The Sleuth project metrics dashboard shows the total number of deploys that were deemed a failure in the period. We also provide a detailed breakdown of deploys by the type of failure. Failure types currently supported in Sleuth are:
Incidents - any deploy with a status of
Incident - integrations with PagerDuty, Statuspage and more are coming soon to automate the discovery of incidents
Rolled back - any code deploys that were detected to be rolled back
Sleuth supports feature flags as a first class form of change. Because feature flag changes have just as much power to affect failure as code changes feature flag changes are included in your change failure rate calculations. Sleuth's deploy verification applies to flag changes in the same way it applies to code deploys.

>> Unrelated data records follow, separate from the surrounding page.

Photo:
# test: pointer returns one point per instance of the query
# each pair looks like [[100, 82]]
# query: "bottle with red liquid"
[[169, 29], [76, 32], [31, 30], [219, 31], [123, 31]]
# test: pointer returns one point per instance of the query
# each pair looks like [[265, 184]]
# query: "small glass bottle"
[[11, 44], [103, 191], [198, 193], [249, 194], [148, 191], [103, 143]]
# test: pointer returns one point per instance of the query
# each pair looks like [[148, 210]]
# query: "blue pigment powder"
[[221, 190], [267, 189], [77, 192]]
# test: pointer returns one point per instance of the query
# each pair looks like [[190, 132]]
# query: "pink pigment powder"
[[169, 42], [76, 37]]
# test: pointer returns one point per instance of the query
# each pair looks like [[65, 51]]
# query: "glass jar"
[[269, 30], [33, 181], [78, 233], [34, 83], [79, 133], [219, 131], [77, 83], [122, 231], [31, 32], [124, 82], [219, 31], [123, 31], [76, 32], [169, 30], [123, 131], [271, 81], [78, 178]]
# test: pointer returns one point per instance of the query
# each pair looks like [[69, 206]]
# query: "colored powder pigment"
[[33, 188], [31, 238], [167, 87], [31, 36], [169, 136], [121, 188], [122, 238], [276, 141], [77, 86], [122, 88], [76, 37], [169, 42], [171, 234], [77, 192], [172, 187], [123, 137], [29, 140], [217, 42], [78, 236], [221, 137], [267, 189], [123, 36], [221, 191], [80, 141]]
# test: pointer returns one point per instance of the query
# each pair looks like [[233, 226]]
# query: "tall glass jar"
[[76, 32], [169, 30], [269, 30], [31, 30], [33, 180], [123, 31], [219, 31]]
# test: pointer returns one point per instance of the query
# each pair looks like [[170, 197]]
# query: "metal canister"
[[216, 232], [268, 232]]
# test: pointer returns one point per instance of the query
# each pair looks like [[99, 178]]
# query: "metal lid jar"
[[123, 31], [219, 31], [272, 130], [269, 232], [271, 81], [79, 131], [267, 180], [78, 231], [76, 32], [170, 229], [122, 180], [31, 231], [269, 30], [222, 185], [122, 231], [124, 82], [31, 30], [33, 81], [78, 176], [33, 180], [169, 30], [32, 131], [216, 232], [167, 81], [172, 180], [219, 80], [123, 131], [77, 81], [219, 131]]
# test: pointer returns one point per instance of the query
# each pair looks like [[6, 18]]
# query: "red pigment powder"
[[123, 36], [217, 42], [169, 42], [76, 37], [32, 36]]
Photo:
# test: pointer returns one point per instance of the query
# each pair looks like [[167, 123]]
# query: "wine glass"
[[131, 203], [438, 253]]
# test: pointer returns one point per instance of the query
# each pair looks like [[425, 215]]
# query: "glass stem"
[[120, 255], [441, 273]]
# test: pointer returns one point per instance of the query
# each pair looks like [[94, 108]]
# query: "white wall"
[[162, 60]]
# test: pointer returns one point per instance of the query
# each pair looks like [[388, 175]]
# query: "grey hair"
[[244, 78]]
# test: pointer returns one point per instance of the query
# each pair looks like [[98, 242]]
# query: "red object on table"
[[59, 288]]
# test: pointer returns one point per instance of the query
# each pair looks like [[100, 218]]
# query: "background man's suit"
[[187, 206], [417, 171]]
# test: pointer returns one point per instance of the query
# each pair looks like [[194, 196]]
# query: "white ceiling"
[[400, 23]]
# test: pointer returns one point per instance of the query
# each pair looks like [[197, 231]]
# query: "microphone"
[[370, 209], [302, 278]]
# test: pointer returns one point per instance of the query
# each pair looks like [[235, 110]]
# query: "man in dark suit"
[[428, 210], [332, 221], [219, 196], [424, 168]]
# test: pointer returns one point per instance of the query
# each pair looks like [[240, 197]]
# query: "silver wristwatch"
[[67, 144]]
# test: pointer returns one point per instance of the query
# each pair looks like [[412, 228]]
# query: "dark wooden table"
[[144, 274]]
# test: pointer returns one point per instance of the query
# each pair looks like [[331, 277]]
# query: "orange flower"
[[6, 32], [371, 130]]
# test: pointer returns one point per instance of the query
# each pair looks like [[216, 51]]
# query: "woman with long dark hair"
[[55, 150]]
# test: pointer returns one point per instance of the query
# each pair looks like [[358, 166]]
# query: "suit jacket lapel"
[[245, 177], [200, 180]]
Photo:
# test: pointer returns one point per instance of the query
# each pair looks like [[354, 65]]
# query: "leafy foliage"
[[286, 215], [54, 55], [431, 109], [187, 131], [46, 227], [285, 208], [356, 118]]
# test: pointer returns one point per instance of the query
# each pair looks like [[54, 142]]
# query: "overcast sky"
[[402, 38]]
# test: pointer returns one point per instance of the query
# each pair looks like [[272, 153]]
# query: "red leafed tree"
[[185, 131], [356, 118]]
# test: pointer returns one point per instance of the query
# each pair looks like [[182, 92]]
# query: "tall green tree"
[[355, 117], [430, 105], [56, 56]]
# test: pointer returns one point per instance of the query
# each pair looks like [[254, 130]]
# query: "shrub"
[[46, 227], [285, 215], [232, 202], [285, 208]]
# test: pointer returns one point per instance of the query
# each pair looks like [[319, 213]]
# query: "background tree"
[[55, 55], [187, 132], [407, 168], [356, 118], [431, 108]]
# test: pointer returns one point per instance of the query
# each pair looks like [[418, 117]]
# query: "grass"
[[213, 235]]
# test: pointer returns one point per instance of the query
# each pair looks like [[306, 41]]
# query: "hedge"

Sleuth's change failure is calculated at the Project level. By default Sleuth considers any deploys marked as
Unhealthy as a failure. You can change the failure level in your project settings. If your team would only like to count Incidents as failure then set the failure level to
Sleuth's deploy verification allows you to integrate error trackers, such as Sentry and Rollbar, metrics trackers, like AWS CloudWatch and Datadog and incident trackers, like Statuspage and Pagerduty (coming soon). When Sleuth auto-verifies a deploy as
Unhealthy that deploy is considered a failure. Setting a deploy to
Unhealthy manually will also be considered a failure. Sleuth also supports code deploy rollbacks.
Rolled back deploys also count as change failure.